Pisah Sambut Formator STISG



Ada perjumpaan, ada perpisahan, demikian kata pepatah tua. Segala perjumpaan pada suatu saat akan berujung pada perpisahan. Makna perpisahan tersebut mengandung filosofi mendalam tentang eksistensi keberadaan dalam ruang dan waktu. Lebih dari itu, makna refleksi perpisahan mengupas lebih dalam sejarah panjang seseorang yang bergulat dalam bidang kehidupannya, entah itu tugas-tugas, pekerjaan, karier atau bahkan pencapaian hidup. Tetapi dalam konteks pelayanan di Seminari, perpisahan yang dimaksud adalah keputusan pribadi yang disetujui atasan untuk mengalami perpindahan atau murni keputusan dari atasan untuk memindahkan individu ke tempat penugasan yang lain. Romo Blasius Soedibja, SJ dan Romo Aang Winarko selanjutnya akan berpindah tugas ke tempat perutusan yang baru. Sementara itu, seorang Imam Jesuit yang telah lama berkecimpung di dunia formatio, Romo Joanes De Britto Mardikartono Sugita SJ (Romo Mardi) mendapatkan tugas perutusan sebagai formator di Seminari Tinggi Interdiosesan San Giovanni XXIII Malang. 

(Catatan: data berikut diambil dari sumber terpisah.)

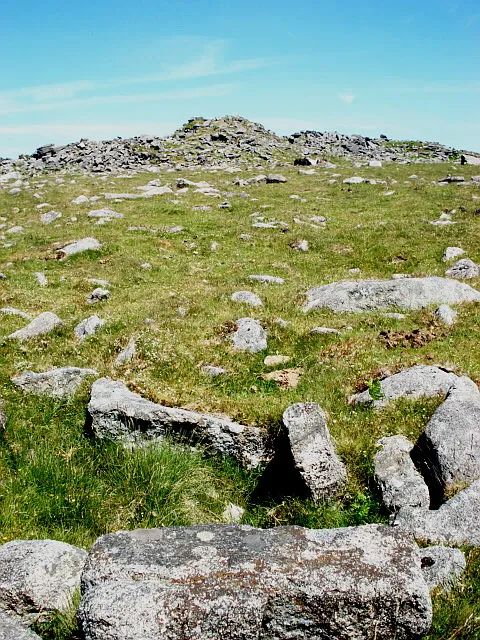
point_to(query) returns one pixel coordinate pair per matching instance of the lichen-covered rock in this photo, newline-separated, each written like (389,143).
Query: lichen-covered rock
(38,577)
(404,293)
(13,628)
(399,481)
(313,450)
(119,414)
(61,382)
(442,566)
(450,445)
(456,522)
(249,336)
(415,382)
(238,583)
(41,325)
(78,246)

Acara pisah sambut formator Seminari Tinggi Interdiosesan San Giovanni XXIII Malang diawali dengan misa sore yang dipimpin oleh RP Tri Wardoyo, CM. Ada tiga hal yang disampaikan oleh Romo Tri terkait bacaan yang disampaikan pada hari Minggu, 11 Februari 2024 ini. Pertama, Apabila hendak mengikuti Yesus, seseorang harus memiliki hati yang penuh belas kasih, sebagaimana yang Yesus lakukan kepada si orang kusta,”Hati-Nya tergerak oleh belas kasihan”. Lebih-lebih calon imam, harus memiliki hati yang berbelas kasih. Ia tidak dapat menutup mata dari orang-orang yang kelaparan, yang tidak dapat makan tiga kali sehari sebagaimana orang kebanyakan. Oleh karena itu, di Seminari para Frater dilatih untuk peduli kepada sesama Frater, para formator, staff dan karyawan. Praksis nyatanya minimal mengenal  nama-nama para karyawan sebagai wujud kepedulian. Calon imam dididik untuk menjadi orang yang peduli, orang yang memiliki hati yang berbelas kasih. “Tidak bisa kita merekomendasikan begitu saja; Frater ini, kok, egois! Tidak peduli dengan sesama frater!” ungkap Romo Tri. Romo Bas selama kurang lebih 5,5 tahun, dan Romo Aang lebih dari 8 tahun menemani para Frater, juga tegerak untuk menolong orang lain. Kedua,  Yesus mengajarkan tentang ketaatan. Yesus memerintahkan orang kusta itu untuk menunjukkan diri kepada Imam bahwa si kusta itu telah sembuh. Romo Bas dan Romo Aang dikenal sebagai pribadi yang taat. Orang kebanyakan berpikir,”Ini kan, panggilan saya, betul,” ungkapnya,”Tapi soal perutusan, itu adalah urusan pimpinan”. Apabila ini adalah benar-benar panggilan, maka pribadi tersebut takkan mudah goyah. Soal perutusan tersebut, adalah perkara para pimpinan. “Tidak mudah kalau ada imam yang tidak taat, kasihan pimpinan, uskup, provincial, siapa lagi yang harus saya utus kalau seperti ini?” Ketiga, siap hidup dalam kesendirian. Romo Tri mengungkapkan bahwa Yesus setelah menyembuhkan orang kusta, menyuruh orang tersebut supaya diam. Tapi justru malah orang tersebut memberitakan sukacita yang dialaminya itu ke mana-mana. Yesus pada akhirnya menyingkir. Dalam bacaan pertama, seharusnya orang kusta yang hidup di luar tembok, “Ini malah terbalik!” tegasnya. Malahan Yesus yang harus tinggal di luar tembok. Maka dari itu, sebagai pengikut Yesus harus berani hidup dalam kesendirian. Ketiga wejangan dari Romo Tri tersebut sangat membekas di hati para Frater, apalagi berkaitan dengan formatio. 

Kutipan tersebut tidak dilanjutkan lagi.